Let $f : [0, 1] \to \mathbb{R}$, and continuous. The goal is to prove that there exists a $c$ in $[0, 1]$ such that
$$\int_{0}^{1}x^{4}f(x)\, dx = \dfrac{1}{5}f(c)$$
So far however, what I have is this. By MVT we have that $ \int_{0}^{1}x^{4}f(x)\,dx = (1 - 0) \cdot c^{4}f(c)$ for $c$ in $(0, 1)$, which is strictly less than $ f(c)$ for some $c$ in $[0, 1]$. This is just an inequality however and not the equality wanted, which is stronger. Are there any good hints for getting an actual equality?

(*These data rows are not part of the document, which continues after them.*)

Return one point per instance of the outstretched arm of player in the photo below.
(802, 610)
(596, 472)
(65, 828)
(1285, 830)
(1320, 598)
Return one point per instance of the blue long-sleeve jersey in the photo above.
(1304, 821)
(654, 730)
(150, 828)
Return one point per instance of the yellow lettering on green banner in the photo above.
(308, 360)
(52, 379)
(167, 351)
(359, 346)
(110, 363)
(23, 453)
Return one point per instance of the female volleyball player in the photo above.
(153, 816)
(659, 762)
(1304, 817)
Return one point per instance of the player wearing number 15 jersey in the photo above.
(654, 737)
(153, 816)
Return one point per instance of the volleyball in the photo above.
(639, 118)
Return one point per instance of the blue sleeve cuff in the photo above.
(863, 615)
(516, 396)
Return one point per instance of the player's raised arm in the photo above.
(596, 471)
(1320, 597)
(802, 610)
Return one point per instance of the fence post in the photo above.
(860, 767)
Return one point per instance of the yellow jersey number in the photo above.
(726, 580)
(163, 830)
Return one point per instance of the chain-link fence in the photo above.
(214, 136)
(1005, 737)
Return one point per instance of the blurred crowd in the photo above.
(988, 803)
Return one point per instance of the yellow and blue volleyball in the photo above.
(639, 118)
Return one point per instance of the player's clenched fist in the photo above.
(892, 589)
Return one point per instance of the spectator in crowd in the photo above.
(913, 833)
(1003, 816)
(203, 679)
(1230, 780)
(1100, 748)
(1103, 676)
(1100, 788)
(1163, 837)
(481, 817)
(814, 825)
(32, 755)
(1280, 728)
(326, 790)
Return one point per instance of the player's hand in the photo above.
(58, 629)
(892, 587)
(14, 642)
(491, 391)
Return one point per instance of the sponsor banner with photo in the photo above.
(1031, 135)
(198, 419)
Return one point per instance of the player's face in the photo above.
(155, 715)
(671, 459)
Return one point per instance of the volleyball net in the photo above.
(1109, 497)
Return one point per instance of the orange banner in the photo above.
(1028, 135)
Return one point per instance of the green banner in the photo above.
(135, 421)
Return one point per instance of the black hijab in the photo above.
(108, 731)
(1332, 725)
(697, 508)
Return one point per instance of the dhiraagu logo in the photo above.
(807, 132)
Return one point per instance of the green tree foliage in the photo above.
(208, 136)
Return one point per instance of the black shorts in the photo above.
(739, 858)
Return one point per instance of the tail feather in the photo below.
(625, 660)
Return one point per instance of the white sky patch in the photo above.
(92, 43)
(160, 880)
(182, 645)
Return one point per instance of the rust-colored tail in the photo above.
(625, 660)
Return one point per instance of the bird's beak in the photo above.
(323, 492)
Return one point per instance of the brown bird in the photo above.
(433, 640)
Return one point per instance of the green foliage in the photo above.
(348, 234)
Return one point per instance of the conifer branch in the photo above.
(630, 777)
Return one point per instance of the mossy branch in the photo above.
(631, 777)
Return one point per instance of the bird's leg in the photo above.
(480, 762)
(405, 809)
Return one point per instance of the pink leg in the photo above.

Edit: as commenters here pointed out, this directly follows from a more general version of the mean value theorem. But I am also interested in more elementary ways to prove it, possibly using other techniques like the intermediate value theorem.
Assume $f(x)\not\equiv 0$. Consider $g(x)=\int_0^1 y^4\left[f(y)-f(x)\right]dy$. Since $\{f(x):x\in[0,1]\}$ is compact, its maximum and minimum are attained at two (not necessarily unique) points $x_\text{max}$ and $x_\text{min}$, respectively. The function $g(x)$ is continuous and we have $$ { g(x_\text{min})<0\quad,\quad g(x_\text{max})>0. } $$Therefore, there exists a $c\in [x_\text{min},x_\text{max}]$ such that $g(c)=0$. This proves what we wanted.